In Letting Go, David R. Hawkins looks at common ways we avoid dealing with difficult emotions. To help with this, he offers strategies for identifying, accepting, and releasing unhelpful emotions.

Read below for a brief overview of Letting Go.

Letting Go by David R. Hawkins

Are you often bogged down by negative emotions? Does this keep you from getting what you want from life? In Letting Go, David R. Hawkins explains how to move from feeling stuck to being happy and at peace. He argues that if you release unhelpful emotions and welcome positive emotions, you can improve your mental and physical health, strengthen your relationships, and invite greater success in all areas of life.

Hawkins (1927-2012) was a psychiatrist who specialized in treating schizophrenia and addiction. He founded or cofounded numerous organizations for psychiatric care, and he received many awards and citations for his contributions to medicine. Despite his prolific medical career, Hawkins is best known for his work in philosophy and spirituality. He spoke at many conferences and appeared on talk radio shows—including Oprah Radio—to discuss his research into the nature of human consciousness, as well as holistic health care practices that encompass physical, mental, and spiritual wellness. His other books include Power vs. Force, Healing and Recovery, and Truth vs. Falsehood

How We Avoid Dealing With Emotions

According to Hawkins, most of us carry unhelpful emotions because we fear them. Instead of confronting them, we avoid dealing with the emotions, so they stay with us. This harms our mental and physical well-being. 

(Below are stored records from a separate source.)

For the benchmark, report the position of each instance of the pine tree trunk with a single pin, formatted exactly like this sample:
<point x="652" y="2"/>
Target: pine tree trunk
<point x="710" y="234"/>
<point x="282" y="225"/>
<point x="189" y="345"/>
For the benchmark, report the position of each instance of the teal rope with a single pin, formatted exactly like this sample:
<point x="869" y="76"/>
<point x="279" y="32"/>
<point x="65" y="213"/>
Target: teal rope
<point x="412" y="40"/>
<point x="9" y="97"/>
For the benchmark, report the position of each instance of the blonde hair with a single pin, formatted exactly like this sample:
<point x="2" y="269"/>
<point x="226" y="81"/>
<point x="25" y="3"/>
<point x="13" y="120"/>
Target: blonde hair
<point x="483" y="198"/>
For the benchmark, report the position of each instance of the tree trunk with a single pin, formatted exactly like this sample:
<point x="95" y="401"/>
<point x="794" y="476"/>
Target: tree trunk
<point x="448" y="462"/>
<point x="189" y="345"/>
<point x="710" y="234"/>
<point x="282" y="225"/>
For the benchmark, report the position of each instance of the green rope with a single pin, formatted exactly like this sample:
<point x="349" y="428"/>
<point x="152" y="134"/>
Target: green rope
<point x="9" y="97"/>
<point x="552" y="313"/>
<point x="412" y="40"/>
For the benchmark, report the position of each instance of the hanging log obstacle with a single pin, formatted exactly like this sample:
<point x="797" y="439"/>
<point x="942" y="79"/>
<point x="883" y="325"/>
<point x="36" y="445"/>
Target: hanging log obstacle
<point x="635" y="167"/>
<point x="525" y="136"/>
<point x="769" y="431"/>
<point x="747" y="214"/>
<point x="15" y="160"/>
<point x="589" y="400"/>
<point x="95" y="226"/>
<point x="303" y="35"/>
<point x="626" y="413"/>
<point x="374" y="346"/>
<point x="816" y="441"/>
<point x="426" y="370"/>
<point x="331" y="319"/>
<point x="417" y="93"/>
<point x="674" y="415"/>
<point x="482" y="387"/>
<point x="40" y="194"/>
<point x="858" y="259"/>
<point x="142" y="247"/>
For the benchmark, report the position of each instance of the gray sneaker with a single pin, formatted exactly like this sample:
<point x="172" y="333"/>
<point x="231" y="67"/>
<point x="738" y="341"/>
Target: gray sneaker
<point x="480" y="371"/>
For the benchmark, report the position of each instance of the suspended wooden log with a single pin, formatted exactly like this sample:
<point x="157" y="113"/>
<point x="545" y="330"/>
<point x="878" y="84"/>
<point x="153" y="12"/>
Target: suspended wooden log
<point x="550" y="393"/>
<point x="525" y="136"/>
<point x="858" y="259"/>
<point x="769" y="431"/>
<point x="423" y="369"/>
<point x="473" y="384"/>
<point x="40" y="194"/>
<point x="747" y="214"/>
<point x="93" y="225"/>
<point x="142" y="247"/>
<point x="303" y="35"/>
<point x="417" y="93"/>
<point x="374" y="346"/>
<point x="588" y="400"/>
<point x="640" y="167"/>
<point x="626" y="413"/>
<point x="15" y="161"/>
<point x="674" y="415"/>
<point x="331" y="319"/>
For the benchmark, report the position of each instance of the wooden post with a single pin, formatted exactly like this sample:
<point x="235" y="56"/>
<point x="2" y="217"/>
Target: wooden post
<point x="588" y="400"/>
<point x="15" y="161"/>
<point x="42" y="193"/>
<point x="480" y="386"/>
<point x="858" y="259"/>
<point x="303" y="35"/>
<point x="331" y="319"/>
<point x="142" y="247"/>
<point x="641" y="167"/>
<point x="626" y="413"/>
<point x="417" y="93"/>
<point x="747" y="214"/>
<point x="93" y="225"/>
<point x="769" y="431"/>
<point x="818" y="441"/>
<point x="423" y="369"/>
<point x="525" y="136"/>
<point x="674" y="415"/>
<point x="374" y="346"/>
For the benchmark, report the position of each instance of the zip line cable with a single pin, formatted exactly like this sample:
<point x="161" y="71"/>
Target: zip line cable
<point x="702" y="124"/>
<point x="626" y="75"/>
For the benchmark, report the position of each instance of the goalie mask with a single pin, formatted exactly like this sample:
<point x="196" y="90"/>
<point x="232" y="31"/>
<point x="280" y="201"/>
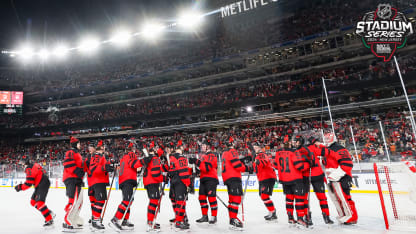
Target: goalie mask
<point x="329" y="139"/>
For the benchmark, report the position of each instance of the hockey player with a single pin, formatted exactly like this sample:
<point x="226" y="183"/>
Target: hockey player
<point x="291" y="166"/>
<point x="267" y="178"/>
<point x="97" y="169"/>
<point x="180" y="181"/>
<point x="208" y="165"/>
<point x="72" y="178"/>
<point x="152" y="179"/>
<point x="129" y="164"/>
<point x="310" y="158"/>
<point x="36" y="176"/>
<point x="338" y="170"/>
<point x="232" y="168"/>
<point x="317" y="177"/>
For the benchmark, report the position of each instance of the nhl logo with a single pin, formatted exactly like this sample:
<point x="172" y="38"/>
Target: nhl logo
<point x="384" y="11"/>
<point x="384" y="31"/>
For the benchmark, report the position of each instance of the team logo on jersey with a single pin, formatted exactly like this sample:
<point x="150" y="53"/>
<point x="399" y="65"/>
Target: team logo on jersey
<point x="384" y="31"/>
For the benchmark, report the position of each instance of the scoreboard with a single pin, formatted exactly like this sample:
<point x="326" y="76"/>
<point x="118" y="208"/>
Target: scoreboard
<point x="11" y="102"/>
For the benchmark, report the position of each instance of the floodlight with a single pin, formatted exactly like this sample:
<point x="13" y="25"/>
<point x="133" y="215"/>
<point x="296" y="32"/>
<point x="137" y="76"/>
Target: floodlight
<point x="121" y="38"/>
<point x="60" y="51"/>
<point x="89" y="44"/>
<point x="152" y="30"/>
<point x="43" y="54"/>
<point x="190" y="19"/>
<point x="26" y="52"/>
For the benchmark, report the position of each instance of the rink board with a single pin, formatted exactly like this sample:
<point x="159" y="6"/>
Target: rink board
<point x="362" y="183"/>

Hawkins says that every emotion has an energy frequency, and the higher the frequency, the more positive the emotion. Furthermore, similar energy frequencies are attracted to each other. Therefore, if you’re constantly avoiding or feeding negative emotions, those emotions will attract more negativity. You’ll be unhappy and less successful in all aspects of life: relationships, finances, and health. 

In this section, we’ll examine the three most common—and ineffective—ways we avoid confronting our emotions:

  1. Distracting ourselves from our feelings
  2. Burying our feelings
  3. Sharing our feelings with others

Method #1: Avoiding Emotions Through Distraction

Hawkins says some people avoid unhelpful and uncomfortable feelings using external distractions. In today’s world, there’s no shortage of distractions that allow us to ignore our inner worlds. For example, you might open Instagram whenever you feel sad—scrolling for hours prevents you from diving into that feeling and thinking about why you’re sad. 

Though distraction may provide short-term relief from negative emotions, it ends up taking more energy from us than addressing the feeling would. Even if we ignore the feeling, it doesn’t go away, so we end up carrying its negative energy around with us. Over time, this hurts us mentally and physically (ideas we’ll explore later in the guide). Ignoring our feelings also prevents us from connecting deeply with other people and improving ourselves, as we’re spending all our energy avoiding our emotions instead of opening ourselves up to positive opportunities and relationships. 

Method #2: Burying Emotions Deep Inside Ourselves

Another method we use to avoid dealing with uncomfortable emotions is burying them inside or deeply internalizing them. Hawkins explains that we typically do this when we’re unsure what to do with a feeling, we’re afraid of it, or we feel guilty about it. For example, you might bury your jealousy of your friend’s success because acknowledging the emotion makes you feel like a bad friend. 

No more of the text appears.